Friday, April 27, 2012

'United States seeks excuse to stay in Afghanistan'


US President Barack Obama has approved a new policy which allows the Central Intelligence Agency (CIA) to expand its covert drone campaign in Yemen.

According to US officials, Obama has approved the use of "signature strikes", which will allow the CIA to launch strikes against terrorism suspects even when it does not know the identities of those who could be killed.

The move comes as the number of US assassination drone strikes in Yemen has already hit a record.

Critics of drone campaign believe that more innocent people will be killed if US strikes are expanded in Yemen.

Press TV has conducted an interview with Conn Hallinan, from Foreign Policy in Focus, to share his opinion on this issue. The following is a rough transcription of the interview.

Press TV: President Obama who is a noble lawyer has approved expanding targeted assassinations in Yemen through drone strikes even when the identity of the victims are not known and it does not take a rocket signs to figure that increased airstrikes will raise the numbers of civilian casualties which then leads to destabilizing Yemen even further. Why is Obama expanding this illegal drone war there?

Hallinan: I think it is a very good question. I think what it is, is that they are calling a situation in Yemen where they had made the issue sort of al-Qaeda, in other words we are fighting al-Qaeda.
In fact the situation in South Yemen is much more complex of that. There is a very strong native grown independence movement that always opposed the unification with North Yemen.

There are lots of different tribes there, there are lots of different political faction etc. and we were induced to down to this question of al-Qaeda which means that I think this is what is happening is that we mean why we are doing this, we are taking sides on the growing civil war in Yemen and that we are using the drones there to support the government in Sana and I think the fact of that is that we are now suddenly a participant in this civil war.
I think it is also important to understand that not even the Americans know exactly what the criteria is for choosing targets. The list of targets has now been expanded according to the Obama administration but the Obama administration never said what the specific criteria that it uses for targeting someone and so basically the American public is in the dark on this question and it certainly has not worked well in Pakistan and has made the situation in Pakistan infinitely worse.

Press TV: What are the accusations placed on the US that this threat of al-Qaeda is actually exaggerated?

Hallinan: I do not think there is any question that this al-Qaeda issue in Yemen is greatly exaggerated and they are exaggerating it in the area of the Sahara as well. I mean what they do is that they create these sort of straw man and then they go after the straw man but we know what they do is that they allow for a kind of a military footprint in Yemen, in Somalia, now in Uganda and increasingly in the area of the countries that surround the Sahara Desert.

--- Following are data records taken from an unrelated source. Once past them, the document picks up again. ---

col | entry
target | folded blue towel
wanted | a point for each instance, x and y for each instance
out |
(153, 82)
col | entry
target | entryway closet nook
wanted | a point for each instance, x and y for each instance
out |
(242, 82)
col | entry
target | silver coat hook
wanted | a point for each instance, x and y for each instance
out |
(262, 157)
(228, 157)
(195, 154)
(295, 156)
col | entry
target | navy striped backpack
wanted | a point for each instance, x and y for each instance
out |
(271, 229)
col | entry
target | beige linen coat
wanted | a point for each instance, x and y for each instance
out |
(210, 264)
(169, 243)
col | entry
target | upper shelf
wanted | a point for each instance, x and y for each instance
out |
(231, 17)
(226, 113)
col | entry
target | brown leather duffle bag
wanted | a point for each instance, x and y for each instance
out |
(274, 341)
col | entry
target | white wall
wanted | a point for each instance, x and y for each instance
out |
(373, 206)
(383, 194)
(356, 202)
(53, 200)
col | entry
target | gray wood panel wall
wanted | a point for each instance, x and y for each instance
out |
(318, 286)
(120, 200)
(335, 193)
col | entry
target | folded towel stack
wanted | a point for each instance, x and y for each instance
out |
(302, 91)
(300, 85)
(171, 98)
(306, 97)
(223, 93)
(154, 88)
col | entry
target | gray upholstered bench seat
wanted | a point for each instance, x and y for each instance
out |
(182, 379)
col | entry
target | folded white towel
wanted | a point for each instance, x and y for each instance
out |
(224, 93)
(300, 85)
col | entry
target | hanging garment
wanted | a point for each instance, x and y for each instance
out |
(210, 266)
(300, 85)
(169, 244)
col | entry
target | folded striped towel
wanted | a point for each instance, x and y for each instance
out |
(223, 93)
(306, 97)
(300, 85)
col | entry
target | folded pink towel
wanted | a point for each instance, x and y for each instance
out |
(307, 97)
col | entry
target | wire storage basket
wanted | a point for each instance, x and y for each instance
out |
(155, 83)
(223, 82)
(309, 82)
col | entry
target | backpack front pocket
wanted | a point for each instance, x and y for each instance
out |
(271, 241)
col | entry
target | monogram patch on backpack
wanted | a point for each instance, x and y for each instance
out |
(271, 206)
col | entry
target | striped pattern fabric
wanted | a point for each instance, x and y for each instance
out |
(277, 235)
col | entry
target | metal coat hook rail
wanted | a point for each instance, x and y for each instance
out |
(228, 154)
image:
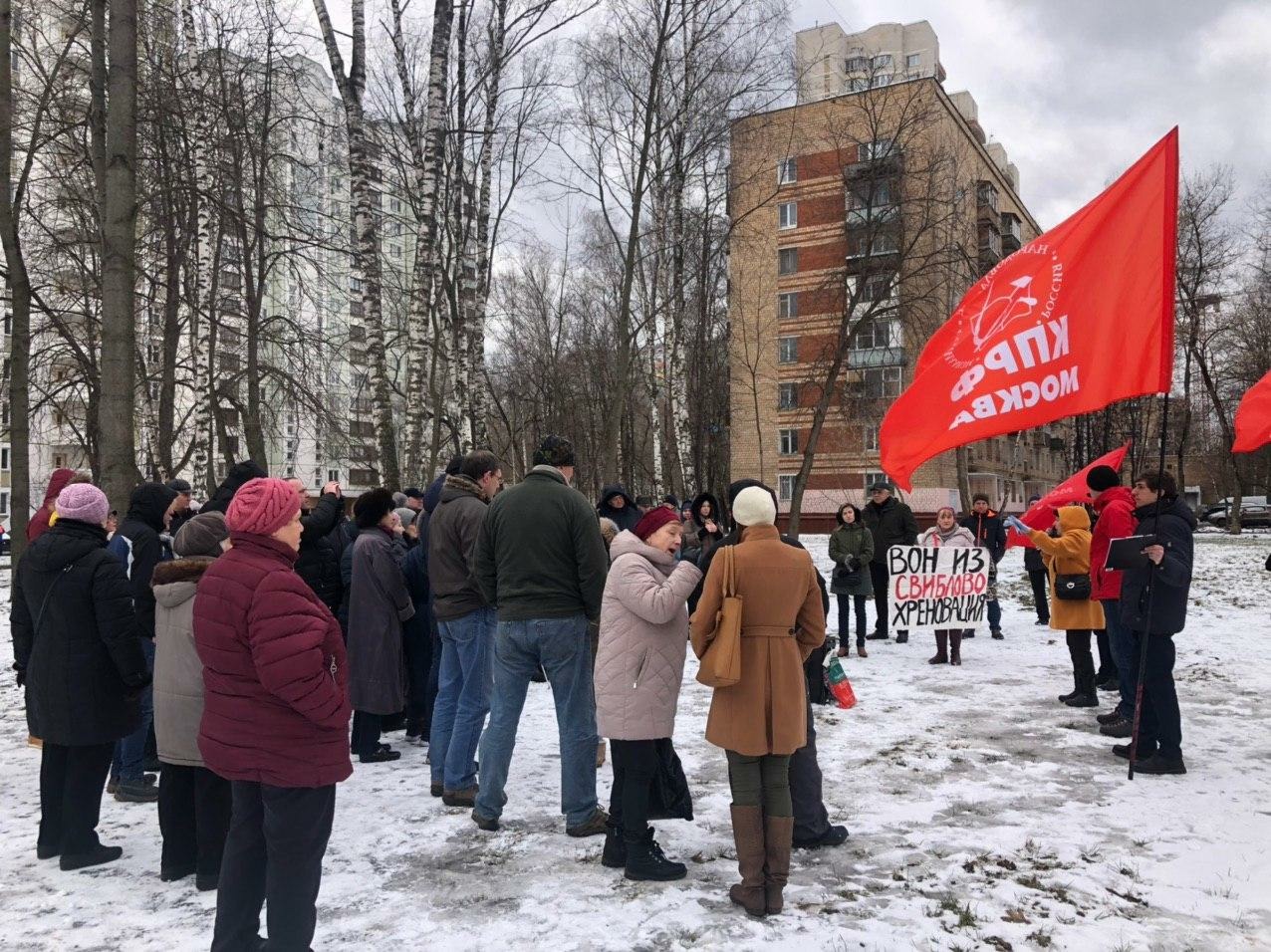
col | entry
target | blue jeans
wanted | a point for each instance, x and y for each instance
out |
(1124, 653)
(463, 698)
(560, 644)
(129, 753)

There is no evidence that al-Qaeda really represents any kind of major threat at this point certainly in Yemen they do not and as a result this is just a way, this is kind of war on terrorism, it is a way to tell Americans well we are protecting you.

I do not think that is what the results are. I think that the results are that the American administration is becoming much more isolated in the Middle East at this point which cannot be certainly in the interest of the average Americans.

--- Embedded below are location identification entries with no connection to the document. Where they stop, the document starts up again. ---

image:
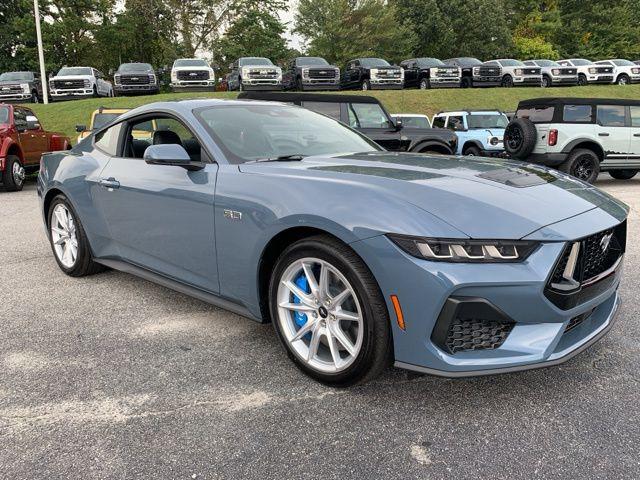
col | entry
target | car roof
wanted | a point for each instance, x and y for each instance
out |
(561, 101)
(306, 97)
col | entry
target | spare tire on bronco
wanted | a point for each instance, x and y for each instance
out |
(520, 138)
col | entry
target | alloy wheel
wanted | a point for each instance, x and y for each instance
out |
(319, 315)
(64, 236)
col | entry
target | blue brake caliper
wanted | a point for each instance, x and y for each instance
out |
(301, 318)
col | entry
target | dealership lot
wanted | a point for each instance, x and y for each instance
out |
(113, 377)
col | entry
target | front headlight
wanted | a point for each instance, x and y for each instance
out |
(465, 251)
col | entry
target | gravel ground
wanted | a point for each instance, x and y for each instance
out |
(113, 377)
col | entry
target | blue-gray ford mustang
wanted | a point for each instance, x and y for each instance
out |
(447, 265)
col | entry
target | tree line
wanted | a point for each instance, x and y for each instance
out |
(105, 33)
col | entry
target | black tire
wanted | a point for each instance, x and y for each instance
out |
(582, 80)
(624, 174)
(472, 151)
(520, 138)
(84, 264)
(376, 351)
(11, 182)
(623, 79)
(583, 164)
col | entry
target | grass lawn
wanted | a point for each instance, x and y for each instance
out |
(64, 116)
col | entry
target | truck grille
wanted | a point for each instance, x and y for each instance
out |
(193, 75)
(135, 79)
(70, 84)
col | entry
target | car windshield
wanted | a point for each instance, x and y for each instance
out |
(373, 62)
(487, 120)
(623, 63)
(16, 77)
(430, 62)
(511, 63)
(312, 61)
(69, 71)
(253, 131)
(580, 62)
(190, 62)
(101, 119)
(255, 61)
(414, 122)
(135, 67)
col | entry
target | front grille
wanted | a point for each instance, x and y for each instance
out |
(476, 334)
(135, 79)
(70, 84)
(193, 75)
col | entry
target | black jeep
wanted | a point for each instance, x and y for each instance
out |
(367, 115)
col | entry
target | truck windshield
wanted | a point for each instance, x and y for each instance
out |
(69, 71)
(487, 120)
(135, 67)
(374, 62)
(16, 77)
(252, 132)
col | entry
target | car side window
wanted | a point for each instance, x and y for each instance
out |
(577, 113)
(438, 122)
(107, 140)
(611, 115)
(635, 116)
(331, 109)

Press TV: Putting things into perspective, US troops had to leave Iraq-that was a decision Obama was forced into in some regards but the US has made a deal with Afghanistan to keep American troops in the country by some estimates through 2024. The US has expanded drone wars in Afghanistan and Pakistan and Somalia and the country we are talking about, Yemen.

Why is Obama pushing the US and what seems to be a permanent state of war?

Hallinan: Well I think the United States and I think in this regard-it does not matter what administration is in there--I think the United States has always wanted a military implant in Central Asia.

I mean if the United States had troops and they are talking about 15,000 Special Forces in Afghanistan then they would be on the border of Iran, they would be on the border of Pakistan, they would be on the border of China, Uzbekistan, they would be right next to the oil and gas resources of Central Asia.

This is strategically a very, very important area for the United States and that is really what this is about. It never was about fighting terrorism. The invasion of Afghanistan was never really aimed at al-Qaeda or even if that matter the Taliban. It was a kind of warm-up for the invasion of Iraq and also to finally put military units on the ground in Central Asia and that is what their policy is directed and continuing.

I do not think it is going to hold because I do not think you are going to get a peace agreement in Afghanistan as long as American troops are on the ground there. I do not think the Taliban will find that acceptable.